UW News

March 2, 2018

Celebrated poet Charles Simic to give UW’s 54th Theodore Roethke Poetry Reading April 12

UW News

Charles Simic

Charles Simic

Charles Simic, one of America’s most celebrated poets, will give the 2018 Theodore Roethke Memorial Poetry Reading on April 12. Simic will be the 54th poet to appear in the series since its inception in 1964.

As a Roethke reader, Simic continues a UW tradition that includes such renowned poets as Robert Penn Warren, Carolyn Kizer, Elizabeth Bishop, Seamus Heaney and the UW’s own faculty member David Wagoner and alumnus Richard Hugo.

The annual reading honors the acclaimed poet who from 1947 to 1963 was a professor in the UW English Department. Roethke taught a generation of post-war poets, including Wagoner, Hugo, Tess Gallagher and James Wright.

Simic, a poet and essayist, was born in Yugoslavia in 1938, immigrated to the United States in 1954 and published his first poem at 21 in 1959. Since 1967 he has published 20 books of his own poetry, including “New and Selected Poems (1962-2012)” (2013) and “The Lunatic” (2015).
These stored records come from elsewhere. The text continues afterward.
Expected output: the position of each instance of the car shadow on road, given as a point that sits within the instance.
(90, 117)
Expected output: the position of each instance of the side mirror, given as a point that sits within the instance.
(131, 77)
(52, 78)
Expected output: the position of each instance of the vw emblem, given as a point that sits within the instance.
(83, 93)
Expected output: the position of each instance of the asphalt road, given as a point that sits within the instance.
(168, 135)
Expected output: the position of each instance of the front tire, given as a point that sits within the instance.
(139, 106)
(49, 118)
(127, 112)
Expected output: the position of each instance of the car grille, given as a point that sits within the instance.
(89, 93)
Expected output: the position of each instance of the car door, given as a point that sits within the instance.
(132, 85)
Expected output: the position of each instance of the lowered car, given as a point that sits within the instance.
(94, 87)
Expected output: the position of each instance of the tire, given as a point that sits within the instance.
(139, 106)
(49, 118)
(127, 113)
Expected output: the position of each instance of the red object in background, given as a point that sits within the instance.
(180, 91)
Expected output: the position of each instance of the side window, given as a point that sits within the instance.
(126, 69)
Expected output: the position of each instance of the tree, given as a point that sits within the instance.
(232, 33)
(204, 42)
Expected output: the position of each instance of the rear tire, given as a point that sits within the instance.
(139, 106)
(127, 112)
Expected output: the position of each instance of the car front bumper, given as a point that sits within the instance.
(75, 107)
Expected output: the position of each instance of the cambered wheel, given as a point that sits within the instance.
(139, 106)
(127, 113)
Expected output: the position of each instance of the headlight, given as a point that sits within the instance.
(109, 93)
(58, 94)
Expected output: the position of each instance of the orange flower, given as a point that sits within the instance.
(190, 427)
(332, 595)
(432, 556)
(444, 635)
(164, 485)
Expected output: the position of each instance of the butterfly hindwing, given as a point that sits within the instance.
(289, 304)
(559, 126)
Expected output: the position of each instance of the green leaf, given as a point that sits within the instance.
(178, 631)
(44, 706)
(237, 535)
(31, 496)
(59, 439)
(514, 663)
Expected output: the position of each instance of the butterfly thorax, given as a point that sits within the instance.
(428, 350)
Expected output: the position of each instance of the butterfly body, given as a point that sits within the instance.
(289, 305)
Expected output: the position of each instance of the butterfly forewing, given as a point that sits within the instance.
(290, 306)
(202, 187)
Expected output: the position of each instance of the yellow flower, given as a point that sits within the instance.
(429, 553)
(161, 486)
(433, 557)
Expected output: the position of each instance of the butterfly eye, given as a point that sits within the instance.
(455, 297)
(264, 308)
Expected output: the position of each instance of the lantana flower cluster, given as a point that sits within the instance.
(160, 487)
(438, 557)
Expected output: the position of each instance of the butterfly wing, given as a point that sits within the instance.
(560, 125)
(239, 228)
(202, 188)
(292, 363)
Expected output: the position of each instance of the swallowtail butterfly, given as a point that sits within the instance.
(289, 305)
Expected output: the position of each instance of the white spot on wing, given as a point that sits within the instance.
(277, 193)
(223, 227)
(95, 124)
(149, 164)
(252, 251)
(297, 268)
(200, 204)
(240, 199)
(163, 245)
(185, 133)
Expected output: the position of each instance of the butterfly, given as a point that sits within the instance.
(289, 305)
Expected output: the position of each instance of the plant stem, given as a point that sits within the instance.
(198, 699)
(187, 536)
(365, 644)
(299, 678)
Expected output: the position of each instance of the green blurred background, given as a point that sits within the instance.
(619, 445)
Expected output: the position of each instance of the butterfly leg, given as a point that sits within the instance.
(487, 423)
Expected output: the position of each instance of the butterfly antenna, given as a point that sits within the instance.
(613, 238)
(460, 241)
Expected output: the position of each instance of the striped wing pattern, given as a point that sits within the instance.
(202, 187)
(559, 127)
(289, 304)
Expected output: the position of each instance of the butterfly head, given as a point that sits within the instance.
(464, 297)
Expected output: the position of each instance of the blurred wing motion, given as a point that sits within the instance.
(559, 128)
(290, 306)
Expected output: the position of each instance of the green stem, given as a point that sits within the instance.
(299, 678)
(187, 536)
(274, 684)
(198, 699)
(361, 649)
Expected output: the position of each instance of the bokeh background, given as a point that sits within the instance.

He has also published seven books of essays, a memoir and many volumes of translations of Serbian, Croatian and Slovenian poetry.

He is the recipient of many prizes and awards, most notably the Pulitzer Prize for Poetry in 1990 for his collection “The World Doesn’t End,” and was a finalist for the prize in 1986 and 1987. He has also received the Griffin Prize, a MacArthur Fellowship and the Wallace Stevens Award, all prestigious honors for poets. He served in 2007-2008 as the Poet Laureate of the United States. He is a professor emeritus of English at the University of New Hampshire, where he has taught since 1973.

“Simic is often described as a surrealist, and to the extent surrealism depends on phantasmagoria, the shoe may fit,” wrote The New York Times in 2003.

“But if so, he’s a surrealist with a purpose: The disconcerting shifts and sinister imagery that characterize his work are always intended to suggest — however obliquely — the existential questions that trouble our day-to-day lives.”

The 2018 Roethke Memorial Poetry Reading will be at 7 p.m. Thursday, April 12, in room 120 of Kane Hall, with a reception to follow. The reading is free and open to the public.